Department of Anthropology
Main Quad - Building 50
Room 51A (Colloquium Room)
Armenia, a small landlocked country in the South Caucasus, is home to an estimated 33,000 cultural heritage sites ranging from a prehistoric wine production center to hundreds of medieval churches. Since the beginning of the Armenian Soviet Socialist Republic (1922-1991), these sites, and in particular, medieval religious complexes, have been the target of heritage revitalization projects meant to not only return heritage to a previous state or to prevent further decay but also to make heritage usable—in a sense, to revive heritage. This dissertation ethnographically explores heritage revitalization projects from the Soviet era to the present. Drawing upon 18 months of fieldwork in Yerevan and the villages of Areni and Tatev, this research reveals how, for the past eighty years, transnational heritage professionals and financers have enacted a multitude of heritage revitalization projects with little contestation, promulgating seemingly similar identity-building or developmental narratives while also pursuing alternative social, political, and economic agendas.

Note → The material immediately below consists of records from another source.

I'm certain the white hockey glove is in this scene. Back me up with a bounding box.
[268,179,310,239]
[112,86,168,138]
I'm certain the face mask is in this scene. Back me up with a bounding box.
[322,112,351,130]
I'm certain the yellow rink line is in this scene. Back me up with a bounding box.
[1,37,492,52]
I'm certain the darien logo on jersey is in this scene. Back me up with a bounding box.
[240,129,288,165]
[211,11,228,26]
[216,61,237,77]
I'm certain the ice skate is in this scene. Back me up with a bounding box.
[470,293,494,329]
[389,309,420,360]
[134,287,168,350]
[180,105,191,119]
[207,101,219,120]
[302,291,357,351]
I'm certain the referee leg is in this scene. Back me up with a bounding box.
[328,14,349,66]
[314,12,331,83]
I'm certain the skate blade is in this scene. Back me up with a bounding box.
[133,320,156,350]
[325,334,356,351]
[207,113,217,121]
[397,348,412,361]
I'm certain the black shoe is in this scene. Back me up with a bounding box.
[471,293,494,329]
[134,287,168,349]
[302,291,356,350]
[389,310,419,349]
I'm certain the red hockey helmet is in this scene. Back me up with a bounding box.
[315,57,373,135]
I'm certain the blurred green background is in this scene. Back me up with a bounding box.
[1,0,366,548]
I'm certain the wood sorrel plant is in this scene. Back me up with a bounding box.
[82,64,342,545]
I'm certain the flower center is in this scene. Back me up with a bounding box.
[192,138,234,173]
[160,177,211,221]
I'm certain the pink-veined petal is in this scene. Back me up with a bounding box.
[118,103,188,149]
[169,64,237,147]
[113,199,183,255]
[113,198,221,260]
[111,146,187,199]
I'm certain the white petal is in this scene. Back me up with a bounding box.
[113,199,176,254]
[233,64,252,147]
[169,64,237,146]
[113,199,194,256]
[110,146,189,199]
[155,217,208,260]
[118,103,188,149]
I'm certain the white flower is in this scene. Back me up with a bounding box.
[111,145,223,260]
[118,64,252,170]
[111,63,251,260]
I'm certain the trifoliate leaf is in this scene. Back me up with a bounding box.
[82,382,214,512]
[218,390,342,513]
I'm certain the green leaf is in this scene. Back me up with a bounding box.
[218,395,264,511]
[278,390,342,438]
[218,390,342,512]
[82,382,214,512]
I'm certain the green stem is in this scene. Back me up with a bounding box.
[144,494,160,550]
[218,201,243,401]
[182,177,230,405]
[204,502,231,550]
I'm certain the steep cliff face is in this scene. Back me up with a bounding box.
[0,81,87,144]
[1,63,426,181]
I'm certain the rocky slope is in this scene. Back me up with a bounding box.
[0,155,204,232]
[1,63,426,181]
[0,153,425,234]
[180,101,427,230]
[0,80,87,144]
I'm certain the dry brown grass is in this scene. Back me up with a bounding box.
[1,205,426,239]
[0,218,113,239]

This dissertation shows that simultaneous yet divergent utilizations of heritage are able to flourish, rather than collide, for numerous reasons. Starting in the Soviet era, heritage regimes have allowed individual heritage professionals to privately couch ulterior uses of heritage within socialist aspirations. The multifarious nature of heritage continues into the present, where neoliberal environments and heritage mediators within the state facilitate transnational funders to invest in developmental heritage revitalization projects while assuring that all parties involved also accrue alternative incentives. Increasingly, foreign states, like the United States, are also investing in cultural heritage revitalization as a means to not only enact public diplomacy, but also as a way to gain a multitude of sociopolitical outcomes. Ultimately, this dissertation, while focusing on the history of heritage revitalization programs in a South Caucasus nation, broadens anthropological research in the former Soviet Union through archaeological ethnography, and encourages a reconceptualization of what happens to heritage in transitional phases of statehood.